Recent studies have indicated that bacterial OMVs can absorb the surrounding antibiotics through porins, and then degrade the antibiotics via the action of internal β-lactamases.28,29 Our findings extend this mechanism to circulating Plasma-OMVs, demonstrating that both Plasma-OMVs and CRKP-OMVs carry functional carbapenemases (KPC/NDM) and corresponding resistance genes (blaKPC, blaNDM), enabling sustained imipenem degradation Figure 4). This enzymatic shield explains the survival of carbapenem-susceptible bacteria under OMVs treatment, as observed in E. coli and P. aeruginosa co-culture assays (Figure 5). Critically, our data suggest that antibiotic overuse may exacerbate resistance by triggering hyperproduction of OMVs loaded with inactivating enzymes—a vicious cycle that undermines therapeutic efficacy and worsens clinical outcomes.
Notably, while OMVs are known to facilitate HGT of resistance determinants,30,31 our horizontal transfer assays revealed no acquisition of blaKPC or blaNDM by recipient strains (K. pneumoniae ATCC 700603/NTUH-K2044), despite PCR-confirmed gene packaging in OMVs (Figure 3A). This dichotomy highlights a key distinction: CRE-derived OMVs prioritize enzymatic antibiotic resistance over genetic dissemination, suggesting their evolutionary adaptation to evade host immune surveillance targeting foreign DNA. This study has some limitations. Firstly, the patient cohort was relatively small as this represents an initial proof-of-concept investigation. Future studies with larger sample sizes are needed to validate the clinical prevalence and impact of this mechanism.
Conclusion
In conclusion, we have identified a potent extracellular resistance mechanism facilitated by OMVs derived from gut-colonized CRE. These vesicles translocate into the bloodstream, harboring active carbapenemases that degrade antibiotics extracellularly, thus protecting susceptible bacteria and enhancing their survival independent of genetic exchange. This finding critically explains the high mortality associated with CRE co-infections and challenges the prevailing gene-centric view of resistance spread.

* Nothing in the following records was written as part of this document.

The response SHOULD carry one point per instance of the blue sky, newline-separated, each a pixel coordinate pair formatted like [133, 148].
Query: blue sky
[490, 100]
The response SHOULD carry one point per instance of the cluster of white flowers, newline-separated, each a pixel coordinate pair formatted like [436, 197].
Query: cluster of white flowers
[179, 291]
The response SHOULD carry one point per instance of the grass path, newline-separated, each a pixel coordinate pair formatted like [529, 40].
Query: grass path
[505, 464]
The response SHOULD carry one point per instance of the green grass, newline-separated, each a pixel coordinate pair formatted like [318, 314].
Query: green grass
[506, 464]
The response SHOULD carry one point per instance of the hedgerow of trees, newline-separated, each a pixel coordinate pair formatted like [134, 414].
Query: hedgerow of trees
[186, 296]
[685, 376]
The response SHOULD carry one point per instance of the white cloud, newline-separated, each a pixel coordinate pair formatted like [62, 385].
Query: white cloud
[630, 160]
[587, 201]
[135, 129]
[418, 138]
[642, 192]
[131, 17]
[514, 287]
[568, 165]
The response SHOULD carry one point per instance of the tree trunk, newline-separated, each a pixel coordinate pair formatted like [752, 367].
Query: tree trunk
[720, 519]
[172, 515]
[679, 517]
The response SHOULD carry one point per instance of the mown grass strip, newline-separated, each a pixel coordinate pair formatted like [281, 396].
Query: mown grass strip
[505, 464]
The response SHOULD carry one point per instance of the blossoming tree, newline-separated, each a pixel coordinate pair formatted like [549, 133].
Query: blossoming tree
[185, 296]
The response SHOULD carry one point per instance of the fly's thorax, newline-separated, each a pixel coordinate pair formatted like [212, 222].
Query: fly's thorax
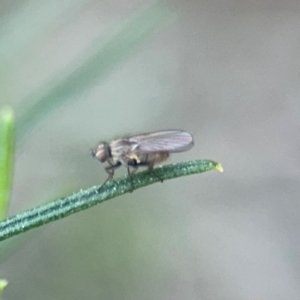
[120, 149]
[102, 152]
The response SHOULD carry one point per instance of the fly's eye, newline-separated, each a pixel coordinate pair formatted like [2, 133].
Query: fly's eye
[102, 152]
[132, 162]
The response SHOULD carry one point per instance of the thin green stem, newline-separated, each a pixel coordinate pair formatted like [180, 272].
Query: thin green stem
[7, 142]
[86, 198]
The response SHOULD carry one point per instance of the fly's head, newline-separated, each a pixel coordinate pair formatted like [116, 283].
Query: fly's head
[102, 152]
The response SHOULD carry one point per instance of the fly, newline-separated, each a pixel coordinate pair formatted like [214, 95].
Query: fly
[144, 150]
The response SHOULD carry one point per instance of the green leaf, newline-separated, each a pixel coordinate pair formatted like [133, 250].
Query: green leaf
[96, 64]
[7, 139]
[87, 198]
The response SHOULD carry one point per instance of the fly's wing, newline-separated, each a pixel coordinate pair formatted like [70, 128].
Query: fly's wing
[162, 141]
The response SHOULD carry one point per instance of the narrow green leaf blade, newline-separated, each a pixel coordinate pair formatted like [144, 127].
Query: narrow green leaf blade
[7, 140]
[94, 65]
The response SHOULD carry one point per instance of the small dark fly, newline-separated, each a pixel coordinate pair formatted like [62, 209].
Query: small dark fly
[144, 150]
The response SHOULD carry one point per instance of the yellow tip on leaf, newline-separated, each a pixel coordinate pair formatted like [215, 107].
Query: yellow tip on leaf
[219, 168]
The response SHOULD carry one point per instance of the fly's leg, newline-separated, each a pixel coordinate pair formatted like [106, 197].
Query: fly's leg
[129, 175]
[151, 169]
[110, 170]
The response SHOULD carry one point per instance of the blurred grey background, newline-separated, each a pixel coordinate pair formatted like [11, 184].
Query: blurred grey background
[225, 71]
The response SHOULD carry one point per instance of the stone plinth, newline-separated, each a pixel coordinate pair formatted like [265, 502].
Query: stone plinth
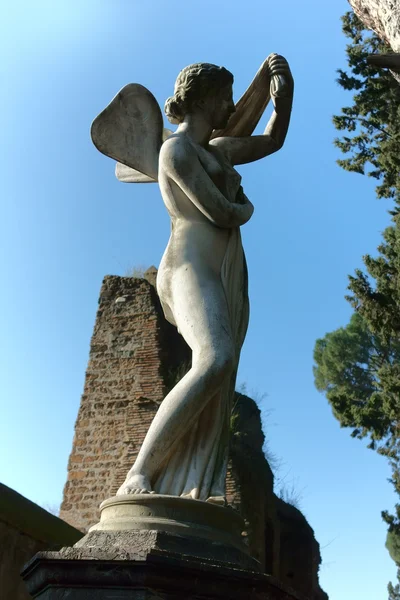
[182, 517]
[151, 547]
[157, 577]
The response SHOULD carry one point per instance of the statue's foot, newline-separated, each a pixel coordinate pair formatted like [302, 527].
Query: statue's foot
[221, 500]
[135, 484]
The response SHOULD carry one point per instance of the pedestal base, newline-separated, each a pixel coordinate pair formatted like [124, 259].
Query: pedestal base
[149, 547]
[53, 576]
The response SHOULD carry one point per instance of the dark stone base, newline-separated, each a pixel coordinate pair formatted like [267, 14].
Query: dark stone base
[147, 571]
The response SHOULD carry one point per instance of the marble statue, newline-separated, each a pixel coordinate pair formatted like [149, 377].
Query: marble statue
[202, 278]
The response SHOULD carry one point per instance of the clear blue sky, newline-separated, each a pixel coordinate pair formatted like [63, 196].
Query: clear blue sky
[66, 222]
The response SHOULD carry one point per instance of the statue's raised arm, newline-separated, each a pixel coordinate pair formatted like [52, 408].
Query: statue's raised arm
[202, 278]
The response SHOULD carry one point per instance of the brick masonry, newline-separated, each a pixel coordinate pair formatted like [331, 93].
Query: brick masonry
[136, 356]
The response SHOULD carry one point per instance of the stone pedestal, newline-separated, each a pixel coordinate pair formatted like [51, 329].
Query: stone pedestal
[149, 547]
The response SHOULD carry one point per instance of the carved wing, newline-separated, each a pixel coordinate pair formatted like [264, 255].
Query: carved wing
[128, 175]
[130, 130]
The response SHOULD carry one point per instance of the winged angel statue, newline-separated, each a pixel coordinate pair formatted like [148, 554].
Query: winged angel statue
[202, 278]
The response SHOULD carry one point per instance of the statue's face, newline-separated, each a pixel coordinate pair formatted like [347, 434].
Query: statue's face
[222, 107]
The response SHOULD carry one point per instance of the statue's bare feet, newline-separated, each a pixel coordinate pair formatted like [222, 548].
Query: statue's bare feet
[135, 484]
[221, 500]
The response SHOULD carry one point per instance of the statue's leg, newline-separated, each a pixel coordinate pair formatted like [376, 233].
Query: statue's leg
[201, 314]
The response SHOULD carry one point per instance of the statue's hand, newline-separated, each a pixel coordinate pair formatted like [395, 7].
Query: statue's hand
[281, 85]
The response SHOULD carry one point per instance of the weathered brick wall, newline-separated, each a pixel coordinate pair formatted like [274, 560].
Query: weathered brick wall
[134, 354]
[135, 358]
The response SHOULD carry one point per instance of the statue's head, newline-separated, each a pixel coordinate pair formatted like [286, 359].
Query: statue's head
[204, 87]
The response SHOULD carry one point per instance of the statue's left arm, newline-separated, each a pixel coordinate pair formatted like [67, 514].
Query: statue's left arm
[240, 150]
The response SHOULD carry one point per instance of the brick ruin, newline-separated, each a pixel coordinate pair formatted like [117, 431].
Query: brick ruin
[136, 356]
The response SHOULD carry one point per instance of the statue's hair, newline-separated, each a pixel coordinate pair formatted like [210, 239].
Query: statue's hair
[194, 83]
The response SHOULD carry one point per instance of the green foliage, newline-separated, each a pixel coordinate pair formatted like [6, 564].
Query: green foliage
[352, 367]
[393, 544]
[394, 590]
[373, 120]
[358, 366]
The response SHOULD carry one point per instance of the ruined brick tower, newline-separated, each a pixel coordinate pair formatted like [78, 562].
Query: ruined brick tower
[135, 356]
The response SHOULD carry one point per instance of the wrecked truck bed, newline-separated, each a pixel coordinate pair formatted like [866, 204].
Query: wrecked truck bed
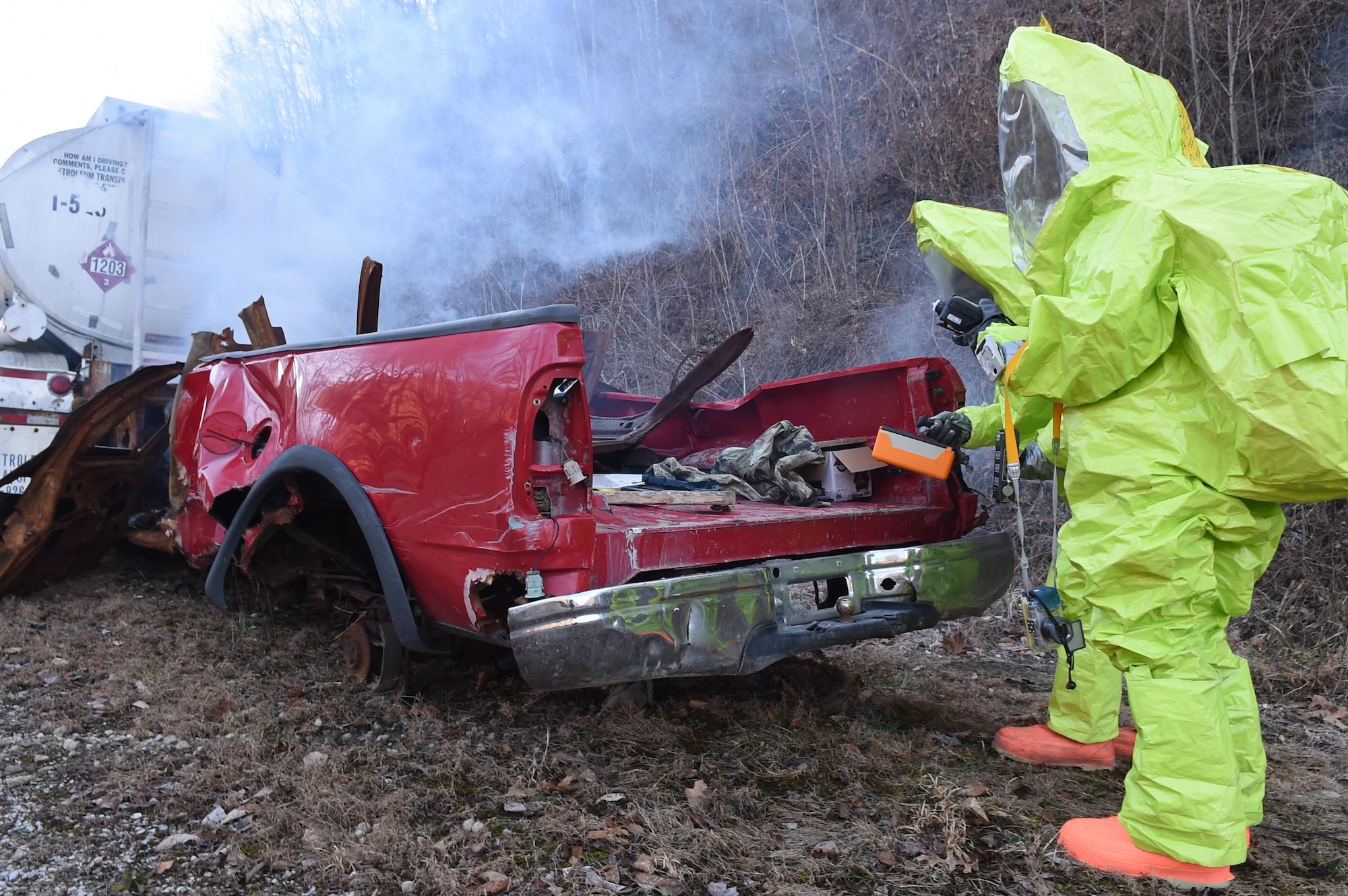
[437, 483]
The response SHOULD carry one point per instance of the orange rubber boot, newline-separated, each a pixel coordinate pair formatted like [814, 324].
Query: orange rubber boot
[1041, 746]
[1103, 844]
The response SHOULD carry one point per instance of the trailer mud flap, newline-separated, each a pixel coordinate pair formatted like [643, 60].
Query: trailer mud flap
[82, 494]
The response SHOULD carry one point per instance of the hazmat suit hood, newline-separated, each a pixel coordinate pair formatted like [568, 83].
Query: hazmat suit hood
[958, 242]
[1072, 113]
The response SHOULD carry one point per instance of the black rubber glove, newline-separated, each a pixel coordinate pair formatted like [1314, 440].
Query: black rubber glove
[948, 428]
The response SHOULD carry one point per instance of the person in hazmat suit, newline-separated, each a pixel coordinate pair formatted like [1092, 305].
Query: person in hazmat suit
[1194, 321]
[967, 251]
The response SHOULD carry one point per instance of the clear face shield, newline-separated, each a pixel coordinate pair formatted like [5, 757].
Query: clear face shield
[1041, 152]
[951, 281]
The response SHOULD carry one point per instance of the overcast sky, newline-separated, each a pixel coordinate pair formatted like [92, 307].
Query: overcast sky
[63, 57]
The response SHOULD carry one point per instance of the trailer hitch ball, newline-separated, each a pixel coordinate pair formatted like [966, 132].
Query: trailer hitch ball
[846, 608]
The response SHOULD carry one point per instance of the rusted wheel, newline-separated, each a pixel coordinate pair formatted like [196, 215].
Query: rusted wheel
[374, 657]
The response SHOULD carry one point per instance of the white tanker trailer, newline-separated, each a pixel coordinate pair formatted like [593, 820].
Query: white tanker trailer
[111, 245]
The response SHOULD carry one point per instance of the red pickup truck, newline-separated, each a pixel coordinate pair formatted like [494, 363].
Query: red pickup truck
[423, 484]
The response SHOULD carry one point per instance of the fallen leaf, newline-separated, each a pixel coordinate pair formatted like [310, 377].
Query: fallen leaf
[594, 879]
[955, 643]
[175, 841]
[547, 887]
[1328, 712]
[218, 712]
[667, 886]
[497, 883]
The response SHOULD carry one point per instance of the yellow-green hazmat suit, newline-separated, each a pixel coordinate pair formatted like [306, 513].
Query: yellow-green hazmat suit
[975, 243]
[1195, 321]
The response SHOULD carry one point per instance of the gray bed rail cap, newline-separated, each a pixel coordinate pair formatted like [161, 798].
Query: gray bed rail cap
[503, 321]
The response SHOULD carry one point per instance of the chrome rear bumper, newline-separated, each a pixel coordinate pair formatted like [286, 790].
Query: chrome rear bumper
[741, 620]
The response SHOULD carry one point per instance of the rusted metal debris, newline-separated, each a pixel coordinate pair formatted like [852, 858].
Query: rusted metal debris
[82, 492]
[258, 324]
[367, 298]
[621, 433]
[596, 351]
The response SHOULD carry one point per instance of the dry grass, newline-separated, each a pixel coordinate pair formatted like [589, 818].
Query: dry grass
[881, 751]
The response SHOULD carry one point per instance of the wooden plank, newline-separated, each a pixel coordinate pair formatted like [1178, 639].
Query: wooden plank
[258, 323]
[723, 497]
[367, 297]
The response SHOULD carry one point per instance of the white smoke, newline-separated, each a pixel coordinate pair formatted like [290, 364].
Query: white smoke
[464, 142]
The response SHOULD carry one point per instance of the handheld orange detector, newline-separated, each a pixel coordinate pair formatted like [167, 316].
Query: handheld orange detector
[915, 453]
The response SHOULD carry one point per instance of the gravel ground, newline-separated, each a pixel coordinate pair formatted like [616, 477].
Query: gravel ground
[154, 746]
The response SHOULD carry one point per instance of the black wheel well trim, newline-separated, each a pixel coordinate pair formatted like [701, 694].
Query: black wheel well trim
[311, 459]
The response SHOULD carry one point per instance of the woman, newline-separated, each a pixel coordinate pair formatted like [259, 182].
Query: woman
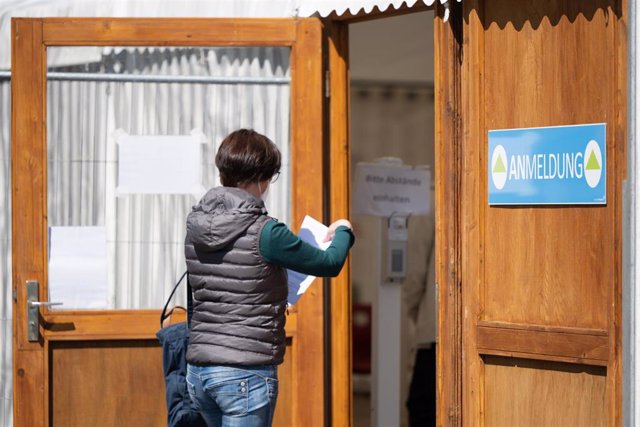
[237, 258]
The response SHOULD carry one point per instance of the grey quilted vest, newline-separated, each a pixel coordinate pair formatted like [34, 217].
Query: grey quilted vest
[239, 300]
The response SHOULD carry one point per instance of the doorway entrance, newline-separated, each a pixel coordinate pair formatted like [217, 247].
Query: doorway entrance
[392, 117]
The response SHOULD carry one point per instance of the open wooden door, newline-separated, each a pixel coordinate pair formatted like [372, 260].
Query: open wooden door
[541, 285]
[103, 367]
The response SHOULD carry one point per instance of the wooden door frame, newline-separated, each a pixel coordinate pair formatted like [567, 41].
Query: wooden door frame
[448, 139]
[31, 37]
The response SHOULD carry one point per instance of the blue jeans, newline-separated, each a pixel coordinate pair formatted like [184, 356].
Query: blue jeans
[234, 396]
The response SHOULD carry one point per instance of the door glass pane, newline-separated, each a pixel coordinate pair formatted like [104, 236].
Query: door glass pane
[116, 203]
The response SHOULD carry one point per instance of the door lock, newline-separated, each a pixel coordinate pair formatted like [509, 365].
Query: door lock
[32, 309]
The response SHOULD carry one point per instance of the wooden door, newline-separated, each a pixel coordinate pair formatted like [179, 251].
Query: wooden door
[541, 286]
[103, 367]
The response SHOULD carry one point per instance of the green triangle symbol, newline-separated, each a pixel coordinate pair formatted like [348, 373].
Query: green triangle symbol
[592, 163]
[499, 166]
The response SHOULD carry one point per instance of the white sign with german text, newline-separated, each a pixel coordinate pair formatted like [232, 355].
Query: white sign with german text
[385, 190]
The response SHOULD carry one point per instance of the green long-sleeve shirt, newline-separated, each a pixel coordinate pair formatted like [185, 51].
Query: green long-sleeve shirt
[279, 246]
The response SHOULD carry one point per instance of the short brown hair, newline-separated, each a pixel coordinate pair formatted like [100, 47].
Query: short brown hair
[246, 156]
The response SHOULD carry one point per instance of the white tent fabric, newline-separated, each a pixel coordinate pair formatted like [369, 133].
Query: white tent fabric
[340, 7]
[181, 8]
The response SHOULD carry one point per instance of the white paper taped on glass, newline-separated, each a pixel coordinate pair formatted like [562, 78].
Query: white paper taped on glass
[385, 190]
[78, 267]
[160, 164]
[313, 232]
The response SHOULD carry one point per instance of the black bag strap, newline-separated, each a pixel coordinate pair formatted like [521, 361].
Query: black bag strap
[164, 315]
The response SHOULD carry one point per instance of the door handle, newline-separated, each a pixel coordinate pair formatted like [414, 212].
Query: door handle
[33, 306]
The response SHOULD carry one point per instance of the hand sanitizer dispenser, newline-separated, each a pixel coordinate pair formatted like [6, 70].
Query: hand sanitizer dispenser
[398, 236]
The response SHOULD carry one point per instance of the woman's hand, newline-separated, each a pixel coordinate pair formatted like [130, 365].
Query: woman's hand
[333, 227]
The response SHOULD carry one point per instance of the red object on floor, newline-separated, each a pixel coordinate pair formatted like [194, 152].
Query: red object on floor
[361, 336]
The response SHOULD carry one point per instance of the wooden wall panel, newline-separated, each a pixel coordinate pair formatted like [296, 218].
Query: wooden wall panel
[548, 394]
[339, 178]
[541, 282]
[104, 383]
[540, 71]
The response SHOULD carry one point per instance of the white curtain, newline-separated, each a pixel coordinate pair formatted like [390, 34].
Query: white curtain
[145, 232]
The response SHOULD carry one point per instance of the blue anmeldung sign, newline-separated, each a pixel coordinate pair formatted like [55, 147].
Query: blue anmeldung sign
[548, 166]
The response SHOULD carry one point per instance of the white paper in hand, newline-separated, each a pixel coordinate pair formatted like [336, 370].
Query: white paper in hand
[313, 232]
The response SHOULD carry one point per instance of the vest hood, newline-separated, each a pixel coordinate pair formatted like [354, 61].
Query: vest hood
[221, 216]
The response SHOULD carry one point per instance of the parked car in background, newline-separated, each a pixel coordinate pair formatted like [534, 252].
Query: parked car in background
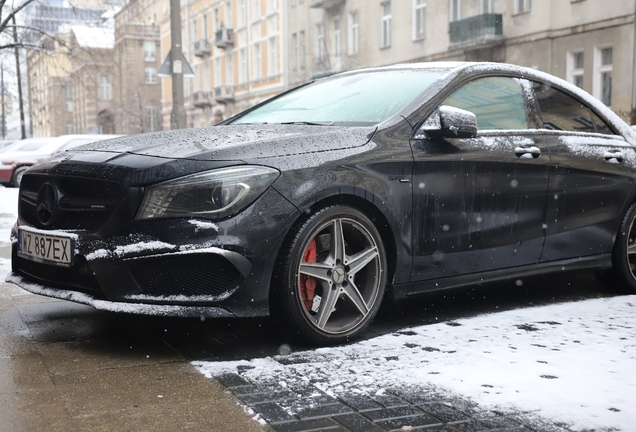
[5, 143]
[16, 158]
[411, 178]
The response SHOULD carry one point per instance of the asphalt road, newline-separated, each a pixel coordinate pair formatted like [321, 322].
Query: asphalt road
[65, 366]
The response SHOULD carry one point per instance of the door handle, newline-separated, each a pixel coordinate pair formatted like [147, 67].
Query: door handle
[614, 156]
[530, 152]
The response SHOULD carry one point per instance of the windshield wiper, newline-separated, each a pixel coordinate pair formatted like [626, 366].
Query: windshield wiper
[310, 123]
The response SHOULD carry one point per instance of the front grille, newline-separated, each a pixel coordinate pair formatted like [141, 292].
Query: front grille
[186, 275]
[84, 203]
[79, 277]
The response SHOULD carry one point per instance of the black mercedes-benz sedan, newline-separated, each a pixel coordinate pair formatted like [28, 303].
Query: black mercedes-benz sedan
[309, 206]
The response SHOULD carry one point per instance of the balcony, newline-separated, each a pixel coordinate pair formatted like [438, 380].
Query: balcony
[201, 99]
[202, 48]
[326, 4]
[224, 94]
[224, 38]
[476, 30]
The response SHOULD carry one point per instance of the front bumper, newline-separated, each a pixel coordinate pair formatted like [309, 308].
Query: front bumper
[180, 267]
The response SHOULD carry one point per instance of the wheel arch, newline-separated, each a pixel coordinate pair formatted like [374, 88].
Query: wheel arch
[369, 209]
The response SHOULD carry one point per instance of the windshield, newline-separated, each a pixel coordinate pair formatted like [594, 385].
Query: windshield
[360, 99]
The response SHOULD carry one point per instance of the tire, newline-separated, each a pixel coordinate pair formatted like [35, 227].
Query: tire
[16, 178]
[330, 294]
[623, 272]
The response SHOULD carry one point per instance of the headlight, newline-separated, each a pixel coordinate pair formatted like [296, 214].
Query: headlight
[212, 194]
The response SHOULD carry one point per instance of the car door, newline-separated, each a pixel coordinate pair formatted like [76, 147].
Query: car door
[479, 203]
[590, 177]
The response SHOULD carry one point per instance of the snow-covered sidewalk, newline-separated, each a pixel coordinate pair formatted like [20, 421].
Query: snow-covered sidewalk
[572, 363]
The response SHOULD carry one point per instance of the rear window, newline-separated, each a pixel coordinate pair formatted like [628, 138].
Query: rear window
[563, 112]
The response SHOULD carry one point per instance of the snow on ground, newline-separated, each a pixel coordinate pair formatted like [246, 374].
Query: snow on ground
[572, 362]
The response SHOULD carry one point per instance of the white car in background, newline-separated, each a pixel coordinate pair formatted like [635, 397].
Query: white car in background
[16, 158]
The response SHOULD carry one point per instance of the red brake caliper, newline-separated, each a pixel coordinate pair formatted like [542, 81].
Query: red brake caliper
[307, 283]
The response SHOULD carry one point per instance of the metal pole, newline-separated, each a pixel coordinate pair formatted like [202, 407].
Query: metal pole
[4, 118]
[178, 115]
[17, 68]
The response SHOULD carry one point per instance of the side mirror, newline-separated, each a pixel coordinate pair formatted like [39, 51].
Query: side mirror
[449, 122]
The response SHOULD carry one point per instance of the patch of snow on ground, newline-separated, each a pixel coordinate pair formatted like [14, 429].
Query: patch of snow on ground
[203, 225]
[571, 362]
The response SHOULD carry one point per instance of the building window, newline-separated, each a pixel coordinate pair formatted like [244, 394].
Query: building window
[419, 19]
[256, 9]
[523, 5]
[320, 43]
[150, 51]
[294, 51]
[228, 14]
[258, 64]
[242, 13]
[229, 65]
[352, 33]
[336, 38]
[151, 75]
[603, 60]
[153, 118]
[575, 68]
[385, 40]
[455, 10]
[303, 49]
[206, 76]
[104, 87]
[242, 65]
[218, 79]
[272, 63]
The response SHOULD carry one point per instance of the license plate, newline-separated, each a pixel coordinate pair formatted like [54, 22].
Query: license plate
[45, 247]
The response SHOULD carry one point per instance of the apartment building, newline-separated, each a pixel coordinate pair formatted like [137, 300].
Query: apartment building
[50, 87]
[136, 87]
[92, 73]
[235, 50]
[583, 41]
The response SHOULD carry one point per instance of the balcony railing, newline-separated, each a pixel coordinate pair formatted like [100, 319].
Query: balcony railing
[478, 28]
[202, 48]
[201, 99]
[224, 38]
[224, 94]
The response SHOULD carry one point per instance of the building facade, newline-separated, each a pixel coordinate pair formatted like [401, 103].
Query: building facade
[93, 72]
[583, 41]
[137, 58]
[235, 50]
[51, 88]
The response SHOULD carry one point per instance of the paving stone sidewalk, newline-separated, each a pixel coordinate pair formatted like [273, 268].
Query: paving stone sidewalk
[301, 406]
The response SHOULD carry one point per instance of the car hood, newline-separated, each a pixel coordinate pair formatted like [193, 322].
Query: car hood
[236, 142]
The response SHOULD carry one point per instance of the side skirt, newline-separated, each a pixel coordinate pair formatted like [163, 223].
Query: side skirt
[582, 264]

From a clinical perspective, our results underscore the necessity of routine CRE surveillance in high-risk populations. For colonized patients, therapeutic strategies should eschew carbapenem monotherapy and prioritize β-lactamase inhibitor combinations to neutralize this OMV-mediated threat. Ultimately, targeting OMVs may offer a novel avenue for restoring antibiotic efficacy and improving patient outcomes.
Funding
Subject classification codes: This work was supported by the Quanzhou Science and Technology Plan Project [grant number 2021N015S].
Disclosure
The authors report no conflicts of interest in this work.